Application of microbial network analysis to discriminate environmental heterogeneity in Fildes Peninsula, Antarctica

https://doi.org/10.1016/j.marpolbul.2020.111244Get rights and content

Highlights

  • Characterize the composition of microbes in coastal seawaters of Antarctica

  • Exhibit spatial patterns of microbial communities and environmental conditions

  • Describe the linkages between microbes and the environmental parameters

  • Using co-occurrence networks to indicate the water quality

Abstract

In order to determine the practicability of developing a protocol for bioassessing polar marine environment based on network analysis, microplankton communities and co-occurrence patterns at Ardley Cove and Great Wall Cove (King George Island, Antarctica) were studied in January 2016 through high-through sequencing. The spatial patterns and significant differences between community structures in two coves clearly reflect those in environmental heterogeneity. Moreover, both coves had their discriminated network structure and keystones. Then multivariate analyses to quantify the relationship between environmental variation and planktonic microbes response, give further evidence that nitrate and temperature, alone or in combination with other several parameters, structuring the communities respectively indeed. This study presents the first detailed description on co-occurrence networks between microbes and local environmental parameters in Antarctic coastal water. These findings suggest that co-occurrence networks based on planktonic microbes have the robust potential to assess environmental heterogeneity in polar marine ecosystem.

Introduction

As the most remote region on Earth, Antarctica plays an essential role in the climate system. The scientific significance of Antarctica has been recognized in the fields of biology and chemistry (Padeiro et al., 2016). The Western Antarctic Peninsula (WAP) is undoubtedly the most extreme and dynamic area in Antarctica, and has experienced significant warming over the past 50 years (Alcamán-Arias et al., 2018). In recent decades, WAP and its offshore islands have been subjected to increasing human activities, resulting in substantial environmental impacts (Bargagli, 2008; Lu et al., 2012). As a pivotal component of Antarctic marine food webs, the response of microbial communities to these intense environmental variations in polar oceans is important (Padeiro et al., 2016).
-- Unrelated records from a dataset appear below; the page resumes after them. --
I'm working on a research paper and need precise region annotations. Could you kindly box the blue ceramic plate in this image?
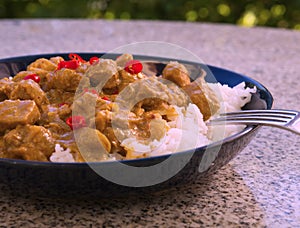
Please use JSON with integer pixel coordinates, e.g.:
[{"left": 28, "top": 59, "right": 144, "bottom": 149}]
[{"left": 0, "top": 53, "right": 273, "bottom": 197}]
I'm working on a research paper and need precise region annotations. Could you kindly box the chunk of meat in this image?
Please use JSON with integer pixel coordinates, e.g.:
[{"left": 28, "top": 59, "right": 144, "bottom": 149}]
[
  {"left": 9, "top": 80, "right": 49, "bottom": 108},
  {"left": 74, "top": 127, "right": 111, "bottom": 162},
  {"left": 0, "top": 100, "right": 41, "bottom": 132},
  {"left": 183, "top": 77, "right": 220, "bottom": 120},
  {"left": 50, "top": 68, "right": 89, "bottom": 92},
  {"left": 3, "top": 125, "right": 55, "bottom": 161},
  {"left": 86, "top": 59, "right": 119, "bottom": 89},
  {"left": 0, "top": 78, "right": 14, "bottom": 101},
  {"left": 162, "top": 62, "right": 191, "bottom": 87}
]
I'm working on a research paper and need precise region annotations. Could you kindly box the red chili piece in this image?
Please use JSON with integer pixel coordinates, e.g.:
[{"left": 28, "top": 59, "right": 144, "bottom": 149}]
[
  {"left": 23, "top": 74, "right": 41, "bottom": 83},
  {"left": 57, "top": 60, "right": 80, "bottom": 70},
  {"left": 58, "top": 102, "right": 69, "bottom": 107},
  {"left": 83, "top": 88, "right": 98, "bottom": 95},
  {"left": 66, "top": 116, "right": 87, "bottom": 130},
  {"left": 101, "top": 96, "right": 110, "bottom": 101},
  {"left": 89, "top": 56, "right": 99, "bottom": 65},
  {"left": 124, "top": 60, "right": 143, "bottom": 74},
  {"left": 69, "top": 53, "right": 86, "bottom": 63}
]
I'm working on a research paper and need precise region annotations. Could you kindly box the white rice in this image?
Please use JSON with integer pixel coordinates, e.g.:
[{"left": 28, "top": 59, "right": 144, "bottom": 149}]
[
  {"left": 121, "top": 83, "right": 256, "bottom": 158},
  {"left": 50, "top": 83, "right": 256, "bottom": 162},
  {"left": 50, "top": 144, "right": 75, "bottom": 162}
]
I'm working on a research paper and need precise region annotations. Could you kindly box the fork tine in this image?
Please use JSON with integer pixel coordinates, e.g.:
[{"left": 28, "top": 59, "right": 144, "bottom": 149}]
[
  {"left": 208, "top": 109, "right": 300, "bottom": 135},
  {"left": 213, "top": 114, "right": 292, "bottom": 123},
  {"left": 221, "top": 109, "right": 298, "bottom": 118}
]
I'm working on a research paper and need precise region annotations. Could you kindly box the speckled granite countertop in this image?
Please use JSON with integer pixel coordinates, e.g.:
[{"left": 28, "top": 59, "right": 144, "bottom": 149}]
[{"left": 0, "top": 20, "right": 300, "bottom": 228}]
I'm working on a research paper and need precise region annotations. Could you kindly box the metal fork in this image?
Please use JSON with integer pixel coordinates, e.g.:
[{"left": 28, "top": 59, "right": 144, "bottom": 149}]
[{"left": 209, "top": 109, "right": 300, "bottom": 135}]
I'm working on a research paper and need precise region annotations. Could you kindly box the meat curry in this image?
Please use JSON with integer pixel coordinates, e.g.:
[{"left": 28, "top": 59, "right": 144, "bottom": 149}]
[{"left": 0, "top": 54, "right": 219, "bottom": 162}]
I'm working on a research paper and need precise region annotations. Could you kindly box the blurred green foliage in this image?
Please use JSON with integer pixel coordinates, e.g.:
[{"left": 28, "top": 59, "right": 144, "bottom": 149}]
[{"left": 0, "top": 0, "right": 300, "bottom": 30}]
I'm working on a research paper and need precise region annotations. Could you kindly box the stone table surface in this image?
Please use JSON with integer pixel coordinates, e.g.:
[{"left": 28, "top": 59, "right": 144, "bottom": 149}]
[{"left": 0, "top": 19, "right": 300, "bottom": 228}]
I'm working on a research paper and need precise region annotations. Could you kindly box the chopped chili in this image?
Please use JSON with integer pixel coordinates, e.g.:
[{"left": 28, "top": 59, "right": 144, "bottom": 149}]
[
  {"left": 23, "top": 74, "right": 41, "bottom": 83},
  {"left": 124, "top": 60, "right": 143, "bottom": 74},
  {"left": 57, "top": 60, "right": 80, "bottom": 70},
  {"left": 83, "top": 88, "right": 98, "bottom": 95},
  {"left": 89, "top": 56, "right": 99, "bottom": 65},
  {"left": 66, "top": 116, "right": 87, "bottom": 130},
  {"left": 101, "top": 96, "right": 110, "bottom": 101},
  {"left": 69, "top": 53, "right": 86, "bottom": 63}
]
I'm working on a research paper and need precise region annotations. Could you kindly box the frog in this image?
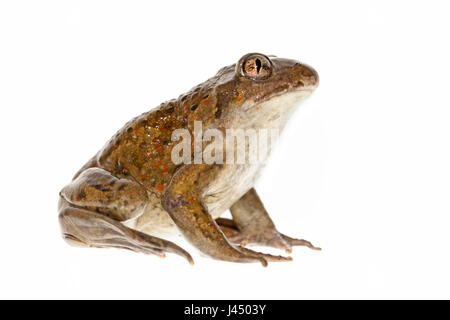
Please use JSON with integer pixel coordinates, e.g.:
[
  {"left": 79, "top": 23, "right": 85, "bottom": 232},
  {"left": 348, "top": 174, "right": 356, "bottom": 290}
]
[{"left": 58, "top": 52, "right": 320, "bottom": 266}]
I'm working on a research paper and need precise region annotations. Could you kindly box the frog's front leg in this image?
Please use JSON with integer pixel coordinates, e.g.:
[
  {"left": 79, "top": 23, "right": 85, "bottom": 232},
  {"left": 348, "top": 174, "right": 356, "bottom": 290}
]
[
  {"left": 161, "top": 164, "right": 291, "bottom": 266},
  {"left": 217, "top": 188, "right": 320, "bottom": 253},
  {"left": 59, "top": 168, "right": 193, "bottom": 263}
]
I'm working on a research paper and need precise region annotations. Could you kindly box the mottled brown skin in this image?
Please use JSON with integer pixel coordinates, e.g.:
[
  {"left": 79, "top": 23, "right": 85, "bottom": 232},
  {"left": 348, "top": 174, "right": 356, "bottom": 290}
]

Microbes are extremely diverse in different ecosystems, and play a crucial role in global biogeochemical cycles (Freimann et al., 2013; Wu et al., 2017; Mo et al., 2018). It has been shown that microbial community structure is sensitive to environmental variability, and its diversity is commonly used as a bioindicator of ecological functioning (Jiang et al., 2014a, Jiang et al., 2014b; Liu et al., 2019; Yang et al., 2019). For example, recent studies have demonstrated that physical, chemical, and biological properties of water remarkably affect the structure of microbial communities (Karimi et al., 2017). However, basic and detailed information about microbial communities in many parts of the polar oceans remains scarce (Luria et al., 2014). Previous studies have shown that planktonic eukaryotes and bacteria can be used to interpret integrated physicochemical variations in changing environments (Jiang et al., 2011, Jiang et al., 2014a, Jiang et al., 2014b, Jiang et al., 2016; Xu et al., 2017; Yang et al., 2019). Although most studies on the spatial variability of polar marine microbial communities have focused on either the bacterial or eukaryotic component (Diíez et al., 2004; Ghiglione and Murray, 2012; Winter et al., 2013; Lee et al., 2014; Wang et al., 2019), there are limited studies on both bacteria and eukaryotes (Luria et al., 2014). The entire microbial community (bacteria and eukaryotes) and its relationships with the native environment should be considered simultaneously in order to develop an integrated vision of the changing water quality.

Microbial community structure is affected by local and regional physicochemical conditions (Buchan et al., 2014; Mikhailov et al., 2019). Co-occurrence network analysis can reveal interspecific interactions within and between microbial communities. Analyses of the various microbial food webs in different habitats can reveal the relationship between microbial communities and the local environment (Karimi et al., 2017). Furthermore, next generation sequencing data can reveal correlation and co-occurrence patterns, which can provide an insight into the positive and negative interactions between species and environmental variables in the aquatic environment (Mo et al., 2018). However, co-occurrence patterns and linkages between microbes and environmental parameters in coastal seawaters of Antarctica have not yet been studied.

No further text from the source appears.